If you're talking about people doing things because they want to, then yes, go for it, have fun.
But performance does matter. The technical state of the art (ray tracing etc) is largely irrelevant. If you make a game with cutting-edge technical features, the performance of it will be judged accordingly. If a game with a modest feature set demands resources in excess of its apparent need, it's wasting those resources.
In other words, a washing machine that uses more water than others is a worse washing machine.
To be clear, this isn't to say that you're wrong.
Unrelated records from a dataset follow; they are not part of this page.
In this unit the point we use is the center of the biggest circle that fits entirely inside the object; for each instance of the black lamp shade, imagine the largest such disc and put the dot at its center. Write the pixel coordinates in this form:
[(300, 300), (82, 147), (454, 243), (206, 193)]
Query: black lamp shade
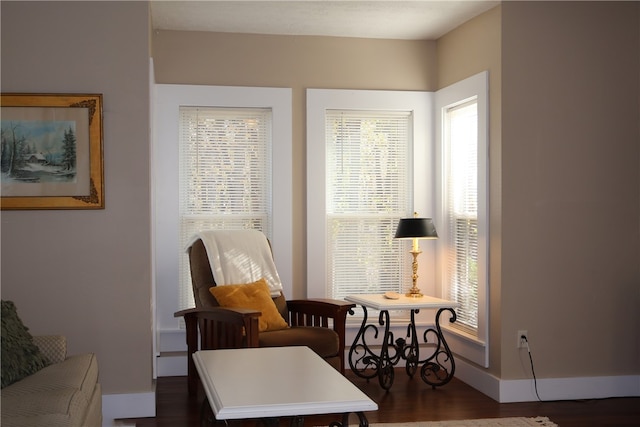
[(416, 228)]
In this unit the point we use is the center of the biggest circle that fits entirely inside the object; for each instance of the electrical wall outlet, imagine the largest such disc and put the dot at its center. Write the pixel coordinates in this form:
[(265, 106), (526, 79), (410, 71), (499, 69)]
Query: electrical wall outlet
[(522, 342)]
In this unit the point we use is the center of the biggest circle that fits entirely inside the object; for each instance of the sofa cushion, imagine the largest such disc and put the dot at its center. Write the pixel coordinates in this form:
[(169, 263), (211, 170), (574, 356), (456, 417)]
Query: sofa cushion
[(323, 341), (59, 393), (20, 356)]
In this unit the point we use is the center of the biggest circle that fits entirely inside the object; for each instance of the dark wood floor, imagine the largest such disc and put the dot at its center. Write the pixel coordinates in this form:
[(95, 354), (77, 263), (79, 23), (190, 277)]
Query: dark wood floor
[(412, 400)]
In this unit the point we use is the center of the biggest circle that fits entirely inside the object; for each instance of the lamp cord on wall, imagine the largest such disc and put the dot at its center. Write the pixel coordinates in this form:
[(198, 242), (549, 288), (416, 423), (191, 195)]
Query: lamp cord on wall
[(535, 381)]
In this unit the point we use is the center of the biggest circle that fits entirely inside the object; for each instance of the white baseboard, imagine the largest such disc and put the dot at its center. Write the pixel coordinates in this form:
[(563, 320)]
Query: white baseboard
[(132, 405), (174, 365), (508, 391), (503, 391)]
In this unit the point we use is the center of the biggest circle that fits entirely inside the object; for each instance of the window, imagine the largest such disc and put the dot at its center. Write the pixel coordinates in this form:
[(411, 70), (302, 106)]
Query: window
[(368, 191), (244, 116), (366, 152), (225, 175), (462, 247)]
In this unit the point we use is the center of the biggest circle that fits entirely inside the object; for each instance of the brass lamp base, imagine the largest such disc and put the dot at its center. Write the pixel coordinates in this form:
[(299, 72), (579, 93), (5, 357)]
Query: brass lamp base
[(414, 292)]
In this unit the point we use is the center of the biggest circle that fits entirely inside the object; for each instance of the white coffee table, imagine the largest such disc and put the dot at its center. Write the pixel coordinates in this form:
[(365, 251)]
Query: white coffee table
[(273, 382), (437, 369)]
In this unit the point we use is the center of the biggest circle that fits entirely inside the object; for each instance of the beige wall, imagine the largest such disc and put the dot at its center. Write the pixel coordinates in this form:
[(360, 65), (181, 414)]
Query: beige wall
[(570, 179), (463, 52), (298, 63), (87, 274)]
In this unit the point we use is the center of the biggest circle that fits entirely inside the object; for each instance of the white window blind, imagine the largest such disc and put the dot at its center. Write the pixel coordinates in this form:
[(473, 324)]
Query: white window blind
[(368, 189), (225, 175), (461, 154)]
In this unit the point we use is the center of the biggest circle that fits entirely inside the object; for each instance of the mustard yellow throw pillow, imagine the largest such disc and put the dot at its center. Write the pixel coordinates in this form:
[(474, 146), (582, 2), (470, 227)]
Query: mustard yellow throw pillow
[(254, 295)]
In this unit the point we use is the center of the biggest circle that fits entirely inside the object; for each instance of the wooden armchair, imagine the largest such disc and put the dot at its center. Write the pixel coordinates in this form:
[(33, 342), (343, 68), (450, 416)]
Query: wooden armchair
[(316, 323)]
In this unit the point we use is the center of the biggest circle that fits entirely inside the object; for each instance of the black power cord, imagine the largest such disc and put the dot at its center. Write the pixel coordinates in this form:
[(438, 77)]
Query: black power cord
[(535, 381)]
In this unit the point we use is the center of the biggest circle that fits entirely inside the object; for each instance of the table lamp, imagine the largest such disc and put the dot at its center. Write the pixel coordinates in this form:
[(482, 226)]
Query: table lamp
[(415, 228)]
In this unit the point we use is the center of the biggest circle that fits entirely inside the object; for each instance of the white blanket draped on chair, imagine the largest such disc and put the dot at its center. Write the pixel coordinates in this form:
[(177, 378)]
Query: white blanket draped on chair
[(239, 257)]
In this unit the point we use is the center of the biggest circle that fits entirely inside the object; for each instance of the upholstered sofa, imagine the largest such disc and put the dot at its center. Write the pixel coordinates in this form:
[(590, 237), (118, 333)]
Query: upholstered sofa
[(54, 390)]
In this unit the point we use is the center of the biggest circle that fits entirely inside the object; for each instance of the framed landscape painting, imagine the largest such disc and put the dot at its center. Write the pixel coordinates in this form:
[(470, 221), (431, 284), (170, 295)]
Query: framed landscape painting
[(51, 151)]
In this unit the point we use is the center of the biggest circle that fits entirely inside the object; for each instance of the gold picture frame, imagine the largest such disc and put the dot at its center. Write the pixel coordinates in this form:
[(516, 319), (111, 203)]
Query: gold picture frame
[(51, 151)]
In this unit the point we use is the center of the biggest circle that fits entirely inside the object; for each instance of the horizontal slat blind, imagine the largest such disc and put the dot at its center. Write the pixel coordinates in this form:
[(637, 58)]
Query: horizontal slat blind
[(462, 212), (225, 175), (368, 190)]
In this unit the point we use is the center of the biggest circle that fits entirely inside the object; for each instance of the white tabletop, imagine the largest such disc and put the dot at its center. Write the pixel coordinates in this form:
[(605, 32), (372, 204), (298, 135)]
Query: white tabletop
[(274, 382), (380, 302)]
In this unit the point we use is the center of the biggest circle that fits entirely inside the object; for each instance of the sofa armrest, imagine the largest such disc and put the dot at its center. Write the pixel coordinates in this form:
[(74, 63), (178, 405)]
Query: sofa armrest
[(52, 347)]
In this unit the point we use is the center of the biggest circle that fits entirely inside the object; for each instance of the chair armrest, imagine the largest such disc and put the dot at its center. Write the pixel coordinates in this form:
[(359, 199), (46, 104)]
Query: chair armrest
[(307, 312), (217, 327), (52, 347), (222, 327), (317, 313)]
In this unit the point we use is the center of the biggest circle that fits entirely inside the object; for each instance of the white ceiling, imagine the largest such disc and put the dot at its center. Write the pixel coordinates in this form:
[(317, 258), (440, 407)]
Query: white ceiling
[(398, 19)]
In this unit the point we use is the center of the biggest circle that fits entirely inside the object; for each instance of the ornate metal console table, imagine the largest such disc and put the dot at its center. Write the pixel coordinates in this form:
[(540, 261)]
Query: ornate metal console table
[(436, 370)]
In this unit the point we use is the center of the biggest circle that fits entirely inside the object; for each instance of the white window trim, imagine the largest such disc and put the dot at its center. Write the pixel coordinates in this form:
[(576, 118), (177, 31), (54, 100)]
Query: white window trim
[(165, 169), (475, 349), (320, 100)]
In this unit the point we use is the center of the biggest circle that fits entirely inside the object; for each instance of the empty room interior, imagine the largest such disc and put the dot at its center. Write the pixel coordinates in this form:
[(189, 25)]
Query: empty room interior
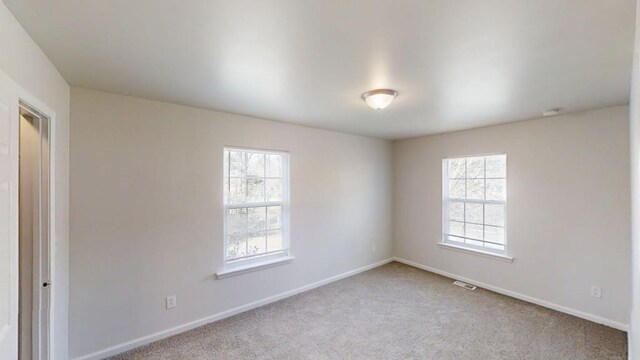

Everyone can continue doing what they're doing -- really.
IDK Python was used by Disney with two of their mmos in the early to late 2000s and those were targeted towards super low end family computers and they didn't seem to have issues with performance.
>> It'd have to be a situation like sklearn and numpy where all the actual functionality is implemented in c/c++ and you're just using it as a glue language
It sounds like this engine is not implemented in 100% python.
See also Panda3D https://www.panda3d.org/, which was used in commercial games back in the day, and is exactly what you are describing!
Look at it from the point of view of someone that wants to make something without having to devote considerable time to learning a language as complicated as c++ or c# relative to python.
Hate to be that guy, but there are too many typos for me in the Readme. The rushed landing page makes me think the tool may not yet be ready for use, but again, maybe it's just me.
Overall I think I'm just nitpicky since I work on rendering code all day so this just feel wrong to advertise. Last time I tried opengl first-render hiccups were still a problem. I've mainly been in directx/vulkan land since then so maybe all the major gpu vendors have already fixed this problem. But whether or not that makes the statement better I don't know.
Edit: I will note that I still think it's cool. Making a game engine from scratch is not an easy feat, so it's impressive none-the-less.